Today I read until the next major choice and died again. My ending count is now up to 35%
This section was full of suspense, and I liked the conversations with Karen and Kuon and the gradual reveal of the time travel box. But the scene in the shrine was weird. For one thing, Sara’s behavior didn’t make sense given that if her time travel theory is true, she just has to wait the rest of the night out and then she’ll disappear. For another, how many hours can some people talk in a burning wooden house drenched in kerosene when their clothes are already burning, guys?
Btw, does anyone remember if anything special happened on August 24th in Route A? Did they even celebrate or mention Sara’s birthday? It’s been so long I can’t remember.
I just figured they could easily have turned that into a clue. There’s a bad ending in Route B that implies Sara’s theory is true and if she doesn’t time travel, reality is retconned so that she never existed in the first place (it’s very vague, though). So, if she’d just vanished at that point in Route A, that would have been confirmation.
But anyway, I should probably wait until I’ve finished Route B before I try to even get into any time travel theories.
This is not an uncommon trope in VNs but always make me super uncomfortable “oh thanks to you and to you only I can accomplish my dream/ I’m alive” “hm okay sure, but on my next playthrough I’m gonna go for someone else ok sry bye”
I finished Route B last night, and managed to find Route C with the aid of the guide (probably would never even have found it without it).
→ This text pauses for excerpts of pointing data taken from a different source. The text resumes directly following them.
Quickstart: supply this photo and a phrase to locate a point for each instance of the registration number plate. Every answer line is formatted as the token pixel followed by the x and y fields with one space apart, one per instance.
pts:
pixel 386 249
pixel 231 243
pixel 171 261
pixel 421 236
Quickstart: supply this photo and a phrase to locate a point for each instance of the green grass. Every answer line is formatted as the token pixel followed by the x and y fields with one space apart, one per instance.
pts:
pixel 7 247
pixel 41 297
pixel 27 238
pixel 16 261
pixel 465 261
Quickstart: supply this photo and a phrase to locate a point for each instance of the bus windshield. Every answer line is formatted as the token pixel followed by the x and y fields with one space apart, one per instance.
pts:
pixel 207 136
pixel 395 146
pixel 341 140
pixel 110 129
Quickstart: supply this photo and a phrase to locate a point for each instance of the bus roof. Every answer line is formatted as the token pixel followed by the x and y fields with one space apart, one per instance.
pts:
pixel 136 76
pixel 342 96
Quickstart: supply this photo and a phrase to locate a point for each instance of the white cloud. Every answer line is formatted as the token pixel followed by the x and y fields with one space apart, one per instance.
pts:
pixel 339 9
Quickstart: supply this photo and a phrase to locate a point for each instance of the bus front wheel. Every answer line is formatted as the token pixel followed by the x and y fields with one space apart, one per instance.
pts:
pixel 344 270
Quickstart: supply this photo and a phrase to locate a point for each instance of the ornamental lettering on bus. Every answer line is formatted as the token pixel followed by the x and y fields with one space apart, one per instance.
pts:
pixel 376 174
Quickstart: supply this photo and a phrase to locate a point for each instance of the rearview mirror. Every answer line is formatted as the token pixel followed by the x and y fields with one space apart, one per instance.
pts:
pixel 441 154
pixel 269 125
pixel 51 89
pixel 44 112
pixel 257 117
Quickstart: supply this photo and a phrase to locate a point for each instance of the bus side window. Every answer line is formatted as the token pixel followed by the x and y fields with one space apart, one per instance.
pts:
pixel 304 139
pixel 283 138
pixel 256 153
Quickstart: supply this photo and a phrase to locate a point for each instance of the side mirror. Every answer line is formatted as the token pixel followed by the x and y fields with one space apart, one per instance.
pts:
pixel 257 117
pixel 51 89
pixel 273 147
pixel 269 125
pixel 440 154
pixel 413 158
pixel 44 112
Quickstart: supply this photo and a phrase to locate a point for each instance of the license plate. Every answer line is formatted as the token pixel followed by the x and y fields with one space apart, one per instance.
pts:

All in all, I liked Route B better than Route A - I felt it made better use of the creepiness of the setting and had less drawn-out scenes that were just banter. I also think it was interesting to compare the two routes. Setsuna often felt like a completely different person in the two timelines. I suppose it’s because he doesn’t remember his past, so he doesn’t have a stable emotional foundation and no grasp of who he actually is, so he’s very impressionable.
I was a bit disappointed by the ending, because what happened in the last scenes before the epilogue is never really adressed.again, and all the important questions remain unanswered. The second epilogue felt kind of tacked on, too. For most of this arc, Setsuna and Sara feel connected by their shared sense of destiny and their conviction that time travel exists and in the end, Sara even tries to set herself on fire, because she’s so sure she’s bound to end up somewhere sinister otherwise…and then in the epilogues, it’s like it never happened and they get all lovey-dovey all of a sudden.